La teneur en cuivre adsorbée dans les feuilles de Calendula officinalis est supérieure à 2500ppm, lorsque Calendula officinalis est cultivée en mélange avec des plantes adventices Erigeron (M3) sur un sol de type sol horticole avec drainage et avec un apport de cuivre de 500ppm (S1 M3Cu 500ppm : teneur en cuivre dans les feuilles : 3000ppm).

Ces résultats montrent que Calendula officinalis seule (M1) ou en combinaison avec des plantes adventices Erigeron (M3) est capable d’extraire le cuivre présent dans le sol et de les stocker au niveau de ses feuilles. Conclusions

Calendula officinalis absorbe du cuivre lorsqu’il y en a dans le milieu (jusqu’à 4600ppm) même dans le milieu témoin les feuilles analysées présentaient du cuivre ce qui montre que le milieu contrôle a été contaminé au cuivre et que même dans un milieu avec une faible présence en cuivre, ces plantes l’absorbent.

L’ajout de cuivre induit une croissance plus rapide de Calendula officinalis et la présence d’autres plantes en culture entraîne un effet supplémentaire dans la rapidité de croissance Calendula officinali.
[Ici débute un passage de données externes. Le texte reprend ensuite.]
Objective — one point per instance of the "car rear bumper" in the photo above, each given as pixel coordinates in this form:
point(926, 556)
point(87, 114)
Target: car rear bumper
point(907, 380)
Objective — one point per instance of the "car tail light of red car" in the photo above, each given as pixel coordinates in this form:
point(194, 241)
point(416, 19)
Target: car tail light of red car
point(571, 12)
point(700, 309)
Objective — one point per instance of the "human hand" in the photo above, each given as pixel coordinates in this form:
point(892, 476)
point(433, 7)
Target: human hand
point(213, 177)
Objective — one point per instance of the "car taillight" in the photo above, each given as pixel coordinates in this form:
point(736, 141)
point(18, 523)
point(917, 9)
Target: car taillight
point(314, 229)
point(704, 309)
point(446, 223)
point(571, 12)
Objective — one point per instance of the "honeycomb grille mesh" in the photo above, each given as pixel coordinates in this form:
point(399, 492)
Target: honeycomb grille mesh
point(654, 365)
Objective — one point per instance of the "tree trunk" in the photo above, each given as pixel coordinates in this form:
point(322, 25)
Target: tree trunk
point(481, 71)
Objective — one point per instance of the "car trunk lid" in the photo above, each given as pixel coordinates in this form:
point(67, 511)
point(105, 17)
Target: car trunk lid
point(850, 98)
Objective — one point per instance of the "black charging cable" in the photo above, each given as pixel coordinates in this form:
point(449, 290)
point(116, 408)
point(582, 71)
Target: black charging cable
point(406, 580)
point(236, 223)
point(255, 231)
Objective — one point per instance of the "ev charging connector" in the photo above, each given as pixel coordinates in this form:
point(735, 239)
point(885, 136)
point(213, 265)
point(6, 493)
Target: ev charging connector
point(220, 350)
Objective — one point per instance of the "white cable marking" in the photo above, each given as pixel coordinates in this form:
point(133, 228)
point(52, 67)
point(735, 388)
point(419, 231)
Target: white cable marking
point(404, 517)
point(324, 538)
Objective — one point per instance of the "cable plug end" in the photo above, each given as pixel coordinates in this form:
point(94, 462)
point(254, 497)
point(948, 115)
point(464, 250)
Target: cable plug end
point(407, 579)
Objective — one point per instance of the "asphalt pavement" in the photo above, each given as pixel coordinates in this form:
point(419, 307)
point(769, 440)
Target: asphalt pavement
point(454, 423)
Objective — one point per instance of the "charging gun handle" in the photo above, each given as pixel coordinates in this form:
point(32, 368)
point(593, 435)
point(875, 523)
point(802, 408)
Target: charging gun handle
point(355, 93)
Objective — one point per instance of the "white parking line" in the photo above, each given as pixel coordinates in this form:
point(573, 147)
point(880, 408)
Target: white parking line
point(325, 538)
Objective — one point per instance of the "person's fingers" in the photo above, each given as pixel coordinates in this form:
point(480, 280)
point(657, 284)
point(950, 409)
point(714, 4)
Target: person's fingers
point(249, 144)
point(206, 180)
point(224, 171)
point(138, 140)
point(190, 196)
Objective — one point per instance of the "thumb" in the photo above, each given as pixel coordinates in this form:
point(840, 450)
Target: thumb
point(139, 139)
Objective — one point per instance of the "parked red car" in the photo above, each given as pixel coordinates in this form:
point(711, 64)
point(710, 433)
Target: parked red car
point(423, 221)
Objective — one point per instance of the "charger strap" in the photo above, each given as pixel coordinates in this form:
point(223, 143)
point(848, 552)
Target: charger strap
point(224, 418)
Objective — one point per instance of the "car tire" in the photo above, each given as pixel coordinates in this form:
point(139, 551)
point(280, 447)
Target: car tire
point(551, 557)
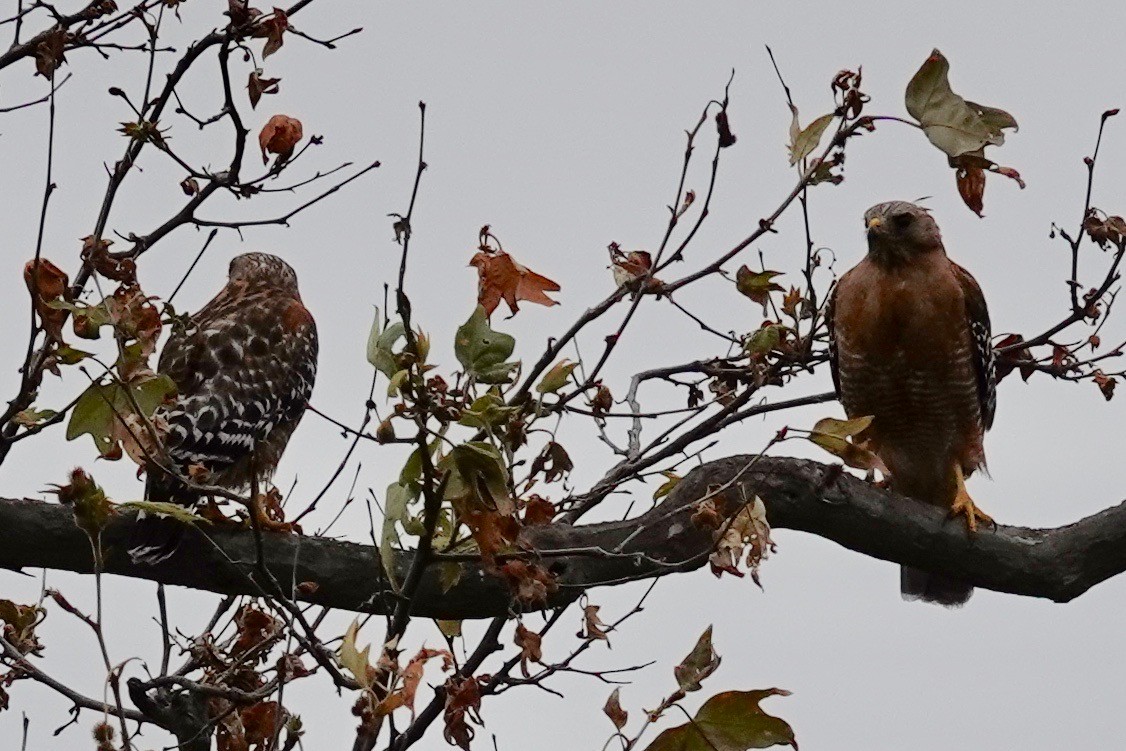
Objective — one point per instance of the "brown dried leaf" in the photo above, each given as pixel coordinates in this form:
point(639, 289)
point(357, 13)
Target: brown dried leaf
point(257, 86)
point(46, 283)
point(279, 136)
point(499, 277)
point(592, 626)
point(530, 647)
point(271, 28)
point(614, 711)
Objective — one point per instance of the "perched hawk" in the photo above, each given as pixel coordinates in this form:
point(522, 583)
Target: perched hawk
point(243, 368)
point(910, 345)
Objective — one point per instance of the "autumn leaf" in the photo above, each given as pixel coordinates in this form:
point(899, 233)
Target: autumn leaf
point(757, 285)
point(47, 283)
point(257, 86)
point(631, 267)
point(1106, 384)
point(803, 141)
point(699, 663)
point(614, 711)
point(500, 277)
point(592, 626)
point(271, 28)
point(530, 650)
point(279, 136)
point(748, 530)
point(731, 721)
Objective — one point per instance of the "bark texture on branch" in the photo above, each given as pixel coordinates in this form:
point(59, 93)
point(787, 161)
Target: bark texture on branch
point(1059, 564)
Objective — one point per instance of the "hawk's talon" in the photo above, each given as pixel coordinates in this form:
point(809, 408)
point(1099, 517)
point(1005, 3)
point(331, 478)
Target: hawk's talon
point(964, 506)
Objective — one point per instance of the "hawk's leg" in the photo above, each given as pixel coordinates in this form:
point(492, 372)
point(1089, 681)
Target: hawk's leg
point(259, 517)
point(964, 504)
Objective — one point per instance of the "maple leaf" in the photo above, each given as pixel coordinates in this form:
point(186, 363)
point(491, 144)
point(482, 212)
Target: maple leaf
point(279, 136)
point(757, 285)
point(499, 277)
point(530, 649)
point(628, 268)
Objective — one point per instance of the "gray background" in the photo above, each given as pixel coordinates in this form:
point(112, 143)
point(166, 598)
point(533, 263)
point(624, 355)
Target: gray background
point(562, 126)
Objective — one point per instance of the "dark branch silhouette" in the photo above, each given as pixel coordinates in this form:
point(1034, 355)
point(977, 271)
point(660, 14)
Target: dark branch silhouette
point(1057, 564)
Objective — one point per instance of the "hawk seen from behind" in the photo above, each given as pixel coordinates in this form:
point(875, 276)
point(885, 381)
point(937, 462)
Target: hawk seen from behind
point(910, 345)
point(244, 367)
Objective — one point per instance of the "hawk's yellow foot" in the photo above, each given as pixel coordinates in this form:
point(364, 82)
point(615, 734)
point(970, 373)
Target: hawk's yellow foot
point(965, 507)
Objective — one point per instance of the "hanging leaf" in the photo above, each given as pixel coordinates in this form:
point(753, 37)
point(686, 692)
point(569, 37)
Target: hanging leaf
point(482, 351)
point(757, 285)
point(802, 142)
point(731, 721)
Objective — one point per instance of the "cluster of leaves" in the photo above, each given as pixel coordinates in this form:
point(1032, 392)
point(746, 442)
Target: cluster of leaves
point(729, 721)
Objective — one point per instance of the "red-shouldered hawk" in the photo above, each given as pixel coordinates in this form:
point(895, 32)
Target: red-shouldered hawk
point(243, 368)
point(910, 345)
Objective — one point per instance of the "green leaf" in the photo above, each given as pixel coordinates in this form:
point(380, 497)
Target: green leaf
point(181, 513)
point(833, 436)
point(476, 472)
point(68, 355)
point(97, 409)
point(802, 143)
point(731, 721)
point(381, 345)
point(356, 661)
point(763, 340)
point(32, 417)
point(757, 285)
point(396, 382)
point(699, 663)
point(950, 123)
point(449, 628)
point(394, 510)
point(483, 351)
point(556, 377)
point(671, 479)
point(486, 412)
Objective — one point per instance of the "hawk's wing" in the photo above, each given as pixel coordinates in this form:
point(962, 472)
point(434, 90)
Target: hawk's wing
point(239, 375)
point(982, 337)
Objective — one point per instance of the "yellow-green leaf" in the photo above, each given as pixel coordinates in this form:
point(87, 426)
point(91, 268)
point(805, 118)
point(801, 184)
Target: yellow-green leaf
point(556, 377)
point(181, 513)
point(950, 123)
point(802, 142)
point(731, 721)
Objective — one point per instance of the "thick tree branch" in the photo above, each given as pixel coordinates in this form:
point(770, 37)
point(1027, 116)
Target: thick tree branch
point(1059, 564)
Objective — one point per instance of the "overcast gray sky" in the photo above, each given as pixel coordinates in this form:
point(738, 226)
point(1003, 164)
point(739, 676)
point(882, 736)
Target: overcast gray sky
point(562, 126)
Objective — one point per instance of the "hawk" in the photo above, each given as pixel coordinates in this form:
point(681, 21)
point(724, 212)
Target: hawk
point(243, 367)
point(910, 345)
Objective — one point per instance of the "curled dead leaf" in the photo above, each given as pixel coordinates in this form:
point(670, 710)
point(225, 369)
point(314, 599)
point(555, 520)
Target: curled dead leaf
point(279, 136)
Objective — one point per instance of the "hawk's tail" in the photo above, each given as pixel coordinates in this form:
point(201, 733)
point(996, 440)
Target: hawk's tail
point(919, 584)
point(155, 538)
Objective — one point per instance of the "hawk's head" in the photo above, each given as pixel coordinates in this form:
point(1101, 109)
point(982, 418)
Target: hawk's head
point(255, 269)
point(897, 231)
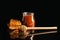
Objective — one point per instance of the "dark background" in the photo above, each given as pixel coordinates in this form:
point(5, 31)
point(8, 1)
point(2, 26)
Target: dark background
point(45, 15)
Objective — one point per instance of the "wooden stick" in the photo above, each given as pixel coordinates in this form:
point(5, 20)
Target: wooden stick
point(43, 33)
point(41, 28)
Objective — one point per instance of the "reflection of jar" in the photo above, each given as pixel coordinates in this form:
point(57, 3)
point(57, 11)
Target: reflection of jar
point(28, 19)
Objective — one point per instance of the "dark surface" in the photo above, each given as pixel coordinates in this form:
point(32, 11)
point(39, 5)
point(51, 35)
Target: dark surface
point(44, 16)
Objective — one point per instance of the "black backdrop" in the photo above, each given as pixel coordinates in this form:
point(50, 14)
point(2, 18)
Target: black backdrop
point(44, 16)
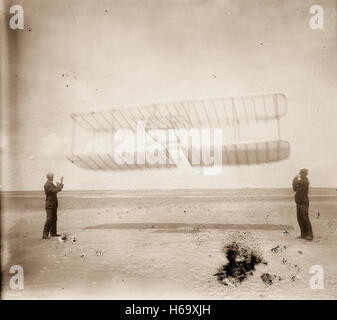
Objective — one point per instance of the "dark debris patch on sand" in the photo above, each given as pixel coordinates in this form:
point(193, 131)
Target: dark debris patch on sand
point(242, 260)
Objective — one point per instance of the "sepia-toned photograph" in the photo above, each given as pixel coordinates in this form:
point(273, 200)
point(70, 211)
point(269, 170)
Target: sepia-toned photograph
point(168, 150)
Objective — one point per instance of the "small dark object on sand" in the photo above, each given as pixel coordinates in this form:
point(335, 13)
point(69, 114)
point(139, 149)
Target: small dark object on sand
point(269, 278)
point(242, 261)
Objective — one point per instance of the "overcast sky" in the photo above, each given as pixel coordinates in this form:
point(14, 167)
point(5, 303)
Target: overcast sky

De plus, ces plantes de Calendula officinalis ont un meilleur développement racinaire dans un milieu drainant que dans un sol non drainant. Mais la présence de cuivre n’impact pas la croissance racinaire ni le développement de la tige.

La présence de cuivre et d’un mélange de plantes permet également un meilleur développement foliaire de Calendula officinalis, et une biomasse est plus importante.